I've never played backgammon, but I've been told that backgammon players make very good poker players :eyebrows:


----------



## jojo (Sep 20, 2007)

Chica said:


> Haha...I keep finding new smilies. Is this you JoJo?


No it isnt, but I've notivced that too... I wasnt sure if they were new or just being rotated. Cos the list of them is so big. Half the time I cant find the one I want to use!!

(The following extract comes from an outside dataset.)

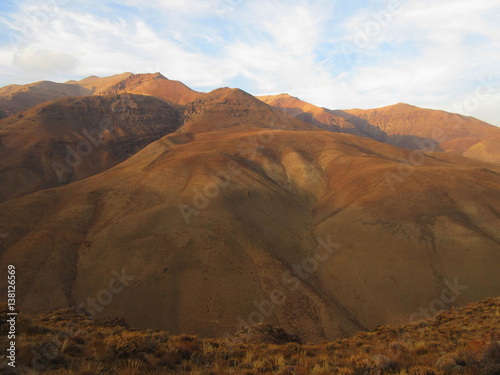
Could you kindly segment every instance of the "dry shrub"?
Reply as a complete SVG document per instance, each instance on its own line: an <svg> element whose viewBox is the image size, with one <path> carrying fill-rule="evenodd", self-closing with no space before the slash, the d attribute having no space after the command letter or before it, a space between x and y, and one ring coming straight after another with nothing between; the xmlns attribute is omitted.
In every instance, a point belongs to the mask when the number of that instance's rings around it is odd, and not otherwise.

As for poker, backgammon.... hhhmmm, I know how to play "snap"!!??? Is that any good????? :confused2: 

Jo xxx


----------



## Chica (Mar 23, 2009)

ElNovio said:


> I've never played backgammon, but I've been told that backgammon players make very good poker players :eyebrows:


A great game!! More money won and lost on this game than any other. I never play for money tho' unless my apponent is drunk


----------



## ischia123 (Jun 18, 2009)

yes but in uk and italy


----------



## SteveHall (Oct 17, 2008)

jojo said:


> As for poker, backgammon.... hhhmmm, I know how to play "snap"!!??? Is that any good????? :confused2:
> 
> Jo xxx


I hear a rumour that the Donkey Man knows a game called "Strip Snap" and you are now apparently qualified!


----------



## jojo (Sep 20, 2007)

SteveHall said:


> I hear a rumour that the Donkey Man knows a game called "Strip Snap" and you are now apparently qualified!



yes but I'd win and that means I get to keep my clothes on.... and take photos of the loser !!!

Jo xxx


----------